Transylvania

Das Wort "Transsilvanien" stammt aus dem lateinischen, so bezeichneten die Römer das Land jenseits der großen Karpatenwälder. Ab dem Jahre 895 besiedelten Ungarn im Zuge ihrer Landnahme das von den Karpaten umschlossene Gebiet und mit wenigen Unterbrechungen blieb Transsilvanien bis nach dem 1. Weltkrieg unter ungarischer Kontrolle. Deutsche Siedler, die sogenannten Siebenbürger Sachsen, kamen ab der Mitte des 12. Jahrhunderts und bildeten eine hochentwickelte Handels- und Handwerkerkultur im zentralen und südlichen Transsilvanien. Der Ostteil blieb immer rein ungarisch.
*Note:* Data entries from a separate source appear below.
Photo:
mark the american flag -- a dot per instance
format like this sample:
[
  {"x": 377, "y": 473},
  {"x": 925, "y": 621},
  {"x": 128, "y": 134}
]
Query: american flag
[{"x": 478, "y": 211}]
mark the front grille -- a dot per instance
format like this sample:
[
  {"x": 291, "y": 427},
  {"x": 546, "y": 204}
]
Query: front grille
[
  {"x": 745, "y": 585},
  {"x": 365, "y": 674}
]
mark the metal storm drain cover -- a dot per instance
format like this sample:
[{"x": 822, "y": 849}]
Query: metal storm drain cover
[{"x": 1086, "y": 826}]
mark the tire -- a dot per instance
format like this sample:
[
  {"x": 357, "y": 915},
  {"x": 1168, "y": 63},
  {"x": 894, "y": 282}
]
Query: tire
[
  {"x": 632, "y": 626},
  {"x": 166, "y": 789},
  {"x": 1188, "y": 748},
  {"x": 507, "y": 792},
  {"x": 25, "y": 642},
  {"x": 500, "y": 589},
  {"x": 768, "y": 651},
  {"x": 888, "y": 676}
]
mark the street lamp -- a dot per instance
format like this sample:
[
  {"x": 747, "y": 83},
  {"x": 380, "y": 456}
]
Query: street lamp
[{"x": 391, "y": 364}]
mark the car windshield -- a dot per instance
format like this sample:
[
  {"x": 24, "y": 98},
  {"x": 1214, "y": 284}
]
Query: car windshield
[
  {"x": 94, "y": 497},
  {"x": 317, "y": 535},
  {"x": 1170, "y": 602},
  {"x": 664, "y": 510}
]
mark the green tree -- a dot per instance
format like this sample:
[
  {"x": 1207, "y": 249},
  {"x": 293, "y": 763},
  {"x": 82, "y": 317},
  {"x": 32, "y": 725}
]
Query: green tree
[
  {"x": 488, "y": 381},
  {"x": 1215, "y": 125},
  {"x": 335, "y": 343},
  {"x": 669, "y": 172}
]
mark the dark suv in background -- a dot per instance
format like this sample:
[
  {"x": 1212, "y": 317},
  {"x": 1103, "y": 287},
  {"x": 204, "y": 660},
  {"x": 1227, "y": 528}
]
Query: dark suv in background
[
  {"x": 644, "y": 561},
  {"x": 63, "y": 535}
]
Im Laufe der Jahrhunderte wurde die rumänische Bevölkerung immer zahlreicher und so wurde nach dem 1. Weltkrieg Transsilvanien mit der Walachei und der Moldau zum heutigen Rumänien vereinigt.

Die Siebenbürger Sachsen prägten die kulturelle und wirtschaftliche Entwicklung Transsilvaniens über viele Jahrhunderte, beginnend mit dem Ende des 2. Weltkriegs begann aber ein schleichender Exodus der Sachsen, der nach der Revolution 1989 kulminierte und innerhalb kürzester Zeit ganze Dörfer entleerte. Heute leben noch gut 10,000 Sachsen in Transsilvanien, die meisten davon bereits in höherem Alter. In die verlassenen Dörfer zogen vor allem Roma, die heute oft über drei Viertel der Bevölkerung dieser Dörfer ausmachen.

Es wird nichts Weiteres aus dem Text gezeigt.